C’est pourtant sciemment que Schmitt ne veut pas voir cela. Cette ontologie du pouvoir constituant comme volonté toujours-là lui est en effet bien commode dans son objectif de fragilisation de l’ordre constitutionnel : elle lui permet de laisser la constitution à la merci de toute manifestation de volonté. Ainsi, l’acclamation lui apparaît comme une manifestation de volonté suffisante pour être considérée comme un acte constituant. Il feint de ne pas voir qu’il s’agit d’une volonté incomplète, spontanée et informe dont le sens n’est pas fixé : seul lui importe que n’importe quelle manifestation sporadique de volonté puisse déstabiliser l’ordre constitutionnel.
En ancrant la Constitution dans le monde de l’être par l’exercice d’une volonté concrète, Schmitt désirait montrer le manque de légitimité de la notion de Constitution normativiste et notamment kelsénienne. Mais la radicalité du geste décisionniste, si elle est efficace en tant que révélateur des apories normativistes, ne résout nullement la question de la légitimité de la Constitution qui est ici dans une précarité totale, sa légitimité ne tenant que sur une décision révocable à merci sans contrainte procédurale ou matérielle. Une théorisation de la Constitution peut poursuivre deux objectifs : trouver un socle conceptuel légitimant la notion de Constitution ou ériger un modèle théorique épistémologiquement fécond.

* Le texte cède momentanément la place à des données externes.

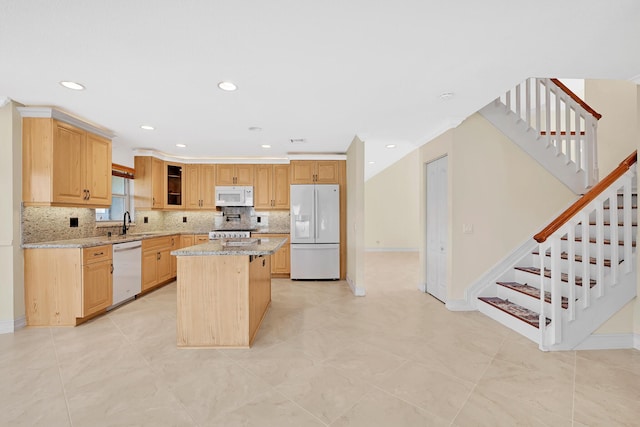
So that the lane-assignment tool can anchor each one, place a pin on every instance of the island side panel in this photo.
(213, 301)
(259, 292)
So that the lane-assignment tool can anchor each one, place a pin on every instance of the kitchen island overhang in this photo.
(223, 292)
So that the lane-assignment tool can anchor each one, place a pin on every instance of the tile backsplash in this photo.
(41, 224)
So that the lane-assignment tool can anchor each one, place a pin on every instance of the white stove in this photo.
(230, 234)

IV. Une notion de constitution à la portée heuristique relative.
Il s’agira en dernier lieu de montrer que l’apport épistémologique du concept de constitution chez Schmitt est relatif : s’il permet d’amorcer une reconversion d’un regard juridique rendu aveugle à nombre de problématiques cruciales par les insuffisances d’un normativisme borné, il n’est pas apte à permettre l’érection d’une modélisation rendant compte avec finesse du réel.
Deux critiques épistémologiques doivent être adressées à l’encontre du concept de Constitution schmittien.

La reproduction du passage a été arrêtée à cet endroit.